To get array of only last 4 characters you need to go over each item of the array like this:

for i in range(len(andatum)):
    andatum[i] = andatum[i][:-4]

Or to keep things more tidy, this oneliner should also do the work:

andatum = [x[:-4] for x in andatum]

Answered By: Adam Ježek

Looks like you have a 1d array of strings:

In [28]: arr = np.array(['15.11.1999']*6)    
In [29]: arr
Out[29]: 
array(['15.11.1999', '15.11.1999', '15.11.1999', '15.11.1999',
       '15.11.1999', '15.11.1999'], dtype='<U10')

numpy is better for numbers than strings. This array is little better than a list of strings. But for convenience, numpy has a set of functions that apply string methods to the elements of an array.

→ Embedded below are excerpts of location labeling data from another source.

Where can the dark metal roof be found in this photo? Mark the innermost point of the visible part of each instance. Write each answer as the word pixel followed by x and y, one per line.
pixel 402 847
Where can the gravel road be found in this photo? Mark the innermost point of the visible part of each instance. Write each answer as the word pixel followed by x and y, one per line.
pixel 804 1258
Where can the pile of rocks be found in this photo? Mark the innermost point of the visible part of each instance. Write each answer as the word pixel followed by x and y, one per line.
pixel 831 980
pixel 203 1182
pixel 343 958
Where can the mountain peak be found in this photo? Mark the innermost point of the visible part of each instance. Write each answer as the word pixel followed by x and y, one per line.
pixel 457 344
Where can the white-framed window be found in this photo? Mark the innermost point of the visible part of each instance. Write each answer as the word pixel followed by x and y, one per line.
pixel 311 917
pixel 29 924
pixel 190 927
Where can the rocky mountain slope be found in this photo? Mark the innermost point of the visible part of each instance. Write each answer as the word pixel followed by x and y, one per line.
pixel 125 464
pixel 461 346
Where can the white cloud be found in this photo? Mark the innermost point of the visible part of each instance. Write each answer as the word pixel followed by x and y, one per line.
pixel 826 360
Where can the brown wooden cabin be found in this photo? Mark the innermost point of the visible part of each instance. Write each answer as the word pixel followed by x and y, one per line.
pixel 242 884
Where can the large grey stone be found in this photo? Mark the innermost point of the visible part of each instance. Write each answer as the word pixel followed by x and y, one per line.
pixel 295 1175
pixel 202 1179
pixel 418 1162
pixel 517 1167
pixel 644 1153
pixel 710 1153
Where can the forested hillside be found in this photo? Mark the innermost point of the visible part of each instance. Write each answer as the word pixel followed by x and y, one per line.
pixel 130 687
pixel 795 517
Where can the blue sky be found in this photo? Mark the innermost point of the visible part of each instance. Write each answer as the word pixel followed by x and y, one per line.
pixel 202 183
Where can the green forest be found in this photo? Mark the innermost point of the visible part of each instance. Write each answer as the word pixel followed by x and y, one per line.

In [30]: np.char.split(arr, sep='.')
Out[30]: 
array([list(['15', '11', '1999']), list(['15', '11', '1999']),
       list(['15', '11', '1999']), list(['15', '11', '1999']),
       list(['15', '11', '1999']), list(['15', '11', '1999'])],
      dtype=object)

We can convert this to a 2d array of strings with stack (or vstack):

In [31]: np.stack(_)
Out[31]: 
array([['15', '11', '1999'],
       ['15', '11', '1999'],
       ['15', '11', '1999'],
       ['15', '11', '1999'],
       ['15', '11', '1999'],
       ['15', '11', '1999']], dtype='<U4')

And select a column:

In [32]: np.stack(_)[:,2]
Out[32]: array(['1999', '1999', '1999', '1999', '1999', '1999'], dtype='<U4')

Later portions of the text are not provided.